In generative AI legal Wild West, the courtroom battles are just getting started

Published Mon, Apr 3 202310:56 AM EDTUpdated Mon, Apr 3 202311:29 AM EDT

Key Points

As companies including Microsoft, Google and OpenAI launch generative AI to the general public, lawsuits are piling up from creative industries about copyrighted work co-opted or used by AI.
Getty Images, the photo licensing company, filed a lawsuit against Stable Diffusion, which can create photo realistic images from text, alleging that the company stole 12 million images.
Shutterstock has taken the approach of paying creators for AI-generated images that use their work, but legal experts say the lawsuits are just getting started.

This photo taken on Jan. 31, 2023, shows an artificial intelligence manga artist, who goes by the name Rootport, wearing gloves to protect his identity, demonstrating how he produces AI manga during an interview with AFP in Tokyo.

Richard A. Brooks | Afp | Getty Images

When Gordon Graham, a writer also known as That Whitepaper Guy, asked ChatGPT to define a whitepaper, he was struck by the similarities between the answer he got and the one he wrote on his website and contributed to Wikipedia. While the three-paragraph definition wasn't verbatim, it was similar enough that he suspects the AI scraped it from one of those sources.

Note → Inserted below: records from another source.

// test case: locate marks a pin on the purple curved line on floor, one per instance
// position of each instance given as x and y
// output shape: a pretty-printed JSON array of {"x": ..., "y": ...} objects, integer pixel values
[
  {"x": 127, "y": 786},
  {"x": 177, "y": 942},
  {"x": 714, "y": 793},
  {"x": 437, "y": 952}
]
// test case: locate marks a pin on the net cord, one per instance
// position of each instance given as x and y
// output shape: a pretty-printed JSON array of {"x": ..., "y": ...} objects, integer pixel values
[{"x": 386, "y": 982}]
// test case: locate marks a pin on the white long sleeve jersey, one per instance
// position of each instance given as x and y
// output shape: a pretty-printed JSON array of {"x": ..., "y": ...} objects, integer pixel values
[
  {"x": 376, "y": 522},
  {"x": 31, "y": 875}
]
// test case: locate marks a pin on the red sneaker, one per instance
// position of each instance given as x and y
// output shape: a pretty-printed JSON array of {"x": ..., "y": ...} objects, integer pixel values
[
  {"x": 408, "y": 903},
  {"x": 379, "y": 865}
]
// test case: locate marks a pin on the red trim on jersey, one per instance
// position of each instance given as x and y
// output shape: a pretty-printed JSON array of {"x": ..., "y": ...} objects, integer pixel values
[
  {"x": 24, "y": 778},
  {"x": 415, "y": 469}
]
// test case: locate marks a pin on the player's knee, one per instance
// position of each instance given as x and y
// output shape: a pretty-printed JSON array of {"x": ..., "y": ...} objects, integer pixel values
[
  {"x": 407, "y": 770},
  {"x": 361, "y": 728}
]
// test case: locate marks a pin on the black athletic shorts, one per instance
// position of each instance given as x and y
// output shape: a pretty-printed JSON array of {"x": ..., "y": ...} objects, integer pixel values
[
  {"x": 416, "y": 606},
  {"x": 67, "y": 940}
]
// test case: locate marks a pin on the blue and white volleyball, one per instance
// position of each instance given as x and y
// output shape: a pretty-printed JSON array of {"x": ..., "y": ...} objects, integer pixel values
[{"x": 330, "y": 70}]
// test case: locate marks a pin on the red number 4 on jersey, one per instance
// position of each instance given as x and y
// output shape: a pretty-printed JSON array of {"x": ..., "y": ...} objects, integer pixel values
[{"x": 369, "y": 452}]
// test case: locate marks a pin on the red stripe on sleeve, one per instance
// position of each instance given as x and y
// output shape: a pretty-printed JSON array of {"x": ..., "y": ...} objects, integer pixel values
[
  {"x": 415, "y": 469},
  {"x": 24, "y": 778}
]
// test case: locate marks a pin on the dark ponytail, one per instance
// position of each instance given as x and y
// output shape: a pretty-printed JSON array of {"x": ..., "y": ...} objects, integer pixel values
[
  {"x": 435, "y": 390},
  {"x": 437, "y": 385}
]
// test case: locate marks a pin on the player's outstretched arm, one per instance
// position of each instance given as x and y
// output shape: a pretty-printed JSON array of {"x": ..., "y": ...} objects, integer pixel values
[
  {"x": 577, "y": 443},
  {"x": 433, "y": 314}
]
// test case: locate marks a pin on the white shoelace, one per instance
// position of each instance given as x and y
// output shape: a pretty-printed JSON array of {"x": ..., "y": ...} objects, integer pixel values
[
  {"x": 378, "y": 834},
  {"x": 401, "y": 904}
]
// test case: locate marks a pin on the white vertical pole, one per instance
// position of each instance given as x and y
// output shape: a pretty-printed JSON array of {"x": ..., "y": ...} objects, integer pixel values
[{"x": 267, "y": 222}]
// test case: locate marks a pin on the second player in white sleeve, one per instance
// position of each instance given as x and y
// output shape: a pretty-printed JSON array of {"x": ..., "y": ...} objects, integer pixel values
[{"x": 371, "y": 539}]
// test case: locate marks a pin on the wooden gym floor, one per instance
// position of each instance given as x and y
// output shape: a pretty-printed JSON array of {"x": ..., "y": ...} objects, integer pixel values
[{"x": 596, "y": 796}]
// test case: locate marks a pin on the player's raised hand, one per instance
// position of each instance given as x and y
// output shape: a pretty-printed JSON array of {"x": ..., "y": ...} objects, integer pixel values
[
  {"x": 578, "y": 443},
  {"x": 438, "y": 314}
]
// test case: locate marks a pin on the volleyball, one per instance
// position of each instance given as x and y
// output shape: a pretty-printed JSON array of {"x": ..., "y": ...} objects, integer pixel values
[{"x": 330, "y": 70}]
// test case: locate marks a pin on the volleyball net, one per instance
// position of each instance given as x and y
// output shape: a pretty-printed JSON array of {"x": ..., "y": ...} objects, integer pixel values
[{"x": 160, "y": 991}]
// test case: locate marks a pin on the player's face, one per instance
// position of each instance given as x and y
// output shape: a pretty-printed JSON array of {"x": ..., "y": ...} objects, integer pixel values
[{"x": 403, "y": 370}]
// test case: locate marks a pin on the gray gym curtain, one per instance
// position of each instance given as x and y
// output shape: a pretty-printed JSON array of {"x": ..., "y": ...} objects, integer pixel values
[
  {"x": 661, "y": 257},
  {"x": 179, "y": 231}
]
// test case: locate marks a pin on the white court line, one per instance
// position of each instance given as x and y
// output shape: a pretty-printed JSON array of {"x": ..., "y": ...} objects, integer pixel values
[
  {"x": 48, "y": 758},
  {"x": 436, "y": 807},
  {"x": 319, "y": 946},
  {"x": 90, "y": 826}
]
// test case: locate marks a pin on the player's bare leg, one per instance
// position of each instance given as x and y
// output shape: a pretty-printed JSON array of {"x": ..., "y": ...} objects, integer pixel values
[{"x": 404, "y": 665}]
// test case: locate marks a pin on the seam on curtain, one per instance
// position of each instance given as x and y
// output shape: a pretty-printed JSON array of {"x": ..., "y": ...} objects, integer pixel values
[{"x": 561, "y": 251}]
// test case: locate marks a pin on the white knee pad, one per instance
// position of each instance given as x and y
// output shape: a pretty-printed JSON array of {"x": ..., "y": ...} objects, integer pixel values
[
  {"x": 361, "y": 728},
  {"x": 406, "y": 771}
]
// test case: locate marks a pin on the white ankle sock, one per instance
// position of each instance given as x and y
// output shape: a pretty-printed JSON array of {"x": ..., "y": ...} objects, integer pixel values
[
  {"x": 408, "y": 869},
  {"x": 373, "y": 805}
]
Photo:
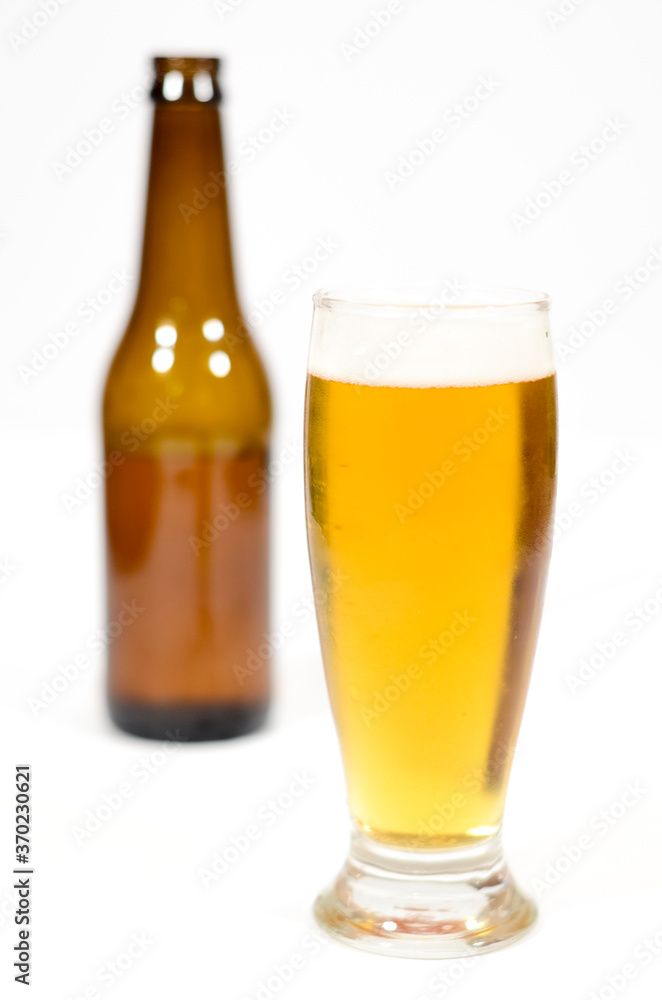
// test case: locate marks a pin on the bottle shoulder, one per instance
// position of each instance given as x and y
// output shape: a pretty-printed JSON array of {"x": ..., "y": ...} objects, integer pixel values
[{"x": 207, "y": 375}]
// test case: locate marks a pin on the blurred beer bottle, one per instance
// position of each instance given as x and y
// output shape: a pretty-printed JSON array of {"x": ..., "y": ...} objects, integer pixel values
[{"x": 186, "y": 423}]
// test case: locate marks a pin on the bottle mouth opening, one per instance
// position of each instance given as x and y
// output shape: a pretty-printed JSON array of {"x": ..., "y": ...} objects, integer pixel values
[
  {"x": 188, "y": 66},
  {"x": 189, "y": 80}
]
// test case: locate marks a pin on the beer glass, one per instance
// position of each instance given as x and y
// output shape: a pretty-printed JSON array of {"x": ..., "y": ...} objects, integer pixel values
[{"x": 430, "y": 485}]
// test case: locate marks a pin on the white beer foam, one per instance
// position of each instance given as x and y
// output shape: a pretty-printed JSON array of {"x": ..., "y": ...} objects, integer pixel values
[{"x": 368, "y": 343}]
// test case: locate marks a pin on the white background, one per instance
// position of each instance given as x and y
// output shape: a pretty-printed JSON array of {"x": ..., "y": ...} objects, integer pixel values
[{"x": 355, "y": 114}]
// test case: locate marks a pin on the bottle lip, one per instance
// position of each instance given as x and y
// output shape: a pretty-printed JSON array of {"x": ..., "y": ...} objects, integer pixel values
[
  {"x": 191, "y": 81},
  {"x": 188, "y": 66}
]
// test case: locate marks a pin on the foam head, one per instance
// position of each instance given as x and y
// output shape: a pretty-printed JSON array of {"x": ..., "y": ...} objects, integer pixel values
[{"x": 426, "y": 338}]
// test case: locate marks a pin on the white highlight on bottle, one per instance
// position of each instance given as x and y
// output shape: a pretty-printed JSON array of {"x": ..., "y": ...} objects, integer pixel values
[
  {"x": 165, "y": 336},
  {"x": 203, "y": 87},
  {"x": 163, "y": 359},
  {"x": 417, "y": 338},
  {"x": 219, "y": 363},
  {"x": 213, "y": 330},
  {"x": 173, "y": 85}
]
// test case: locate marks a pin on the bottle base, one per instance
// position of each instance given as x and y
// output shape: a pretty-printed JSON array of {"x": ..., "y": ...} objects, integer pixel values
[
  {"x": 413, "y": 904},
  {"x": 188, "y": 722}
]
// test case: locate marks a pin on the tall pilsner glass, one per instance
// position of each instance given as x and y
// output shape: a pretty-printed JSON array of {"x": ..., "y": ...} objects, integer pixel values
[{"x": 430, "y": 485}]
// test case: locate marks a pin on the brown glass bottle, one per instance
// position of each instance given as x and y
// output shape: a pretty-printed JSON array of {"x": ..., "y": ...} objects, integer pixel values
[{"x": 186, "y": 424}]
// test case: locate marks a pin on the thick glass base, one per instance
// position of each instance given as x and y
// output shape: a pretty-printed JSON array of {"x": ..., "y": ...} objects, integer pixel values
[
  {"x": 419, "y": 904},
  {"x": 188, "y": 722}
]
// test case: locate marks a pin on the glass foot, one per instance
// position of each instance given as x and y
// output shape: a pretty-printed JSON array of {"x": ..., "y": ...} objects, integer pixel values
[{"x": 420, "y": 904}]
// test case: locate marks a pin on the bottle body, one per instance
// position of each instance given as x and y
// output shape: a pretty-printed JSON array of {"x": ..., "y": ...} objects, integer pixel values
[{"x": 186, "y": 429}]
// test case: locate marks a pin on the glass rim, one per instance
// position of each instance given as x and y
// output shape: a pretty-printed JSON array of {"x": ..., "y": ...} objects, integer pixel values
[{"x": 411, "y": 299}]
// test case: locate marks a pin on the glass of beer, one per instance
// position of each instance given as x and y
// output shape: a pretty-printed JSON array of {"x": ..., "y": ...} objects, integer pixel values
[{"x": 430, "y": 486}]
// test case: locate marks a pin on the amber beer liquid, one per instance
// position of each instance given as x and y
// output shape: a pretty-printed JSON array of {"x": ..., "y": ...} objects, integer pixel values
[
  {"x": 186, "y": 426},
  {"x": 432, "y": 503}
]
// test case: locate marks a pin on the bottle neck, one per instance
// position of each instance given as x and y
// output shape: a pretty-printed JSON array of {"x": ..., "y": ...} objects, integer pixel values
[{"x": 186, "y": 249}]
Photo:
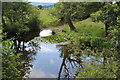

Graham isn't alone in his concerns. As companies including Microsoft, Alphabet and OpenAI launch generative AI to the public, many in creative industries such as photography, art, writing and music are alarmed at how copyrighted work can be co-opted or used by AI. Text-to-image tools like OpenAI's DALL-E, Midjourney, Stable Diffusion, and DreamUp can render images in various styles in seconds with a few words of direction. ChatGPT can similarly create letters, articles, papers or stories based on a few prompts. Supporting the new technology are massive amounts of data — photos, artwork, articles, music, voices — pretty much anything online. While tech companies maintain that the data is used for training and the output is original, media companies and others disagree.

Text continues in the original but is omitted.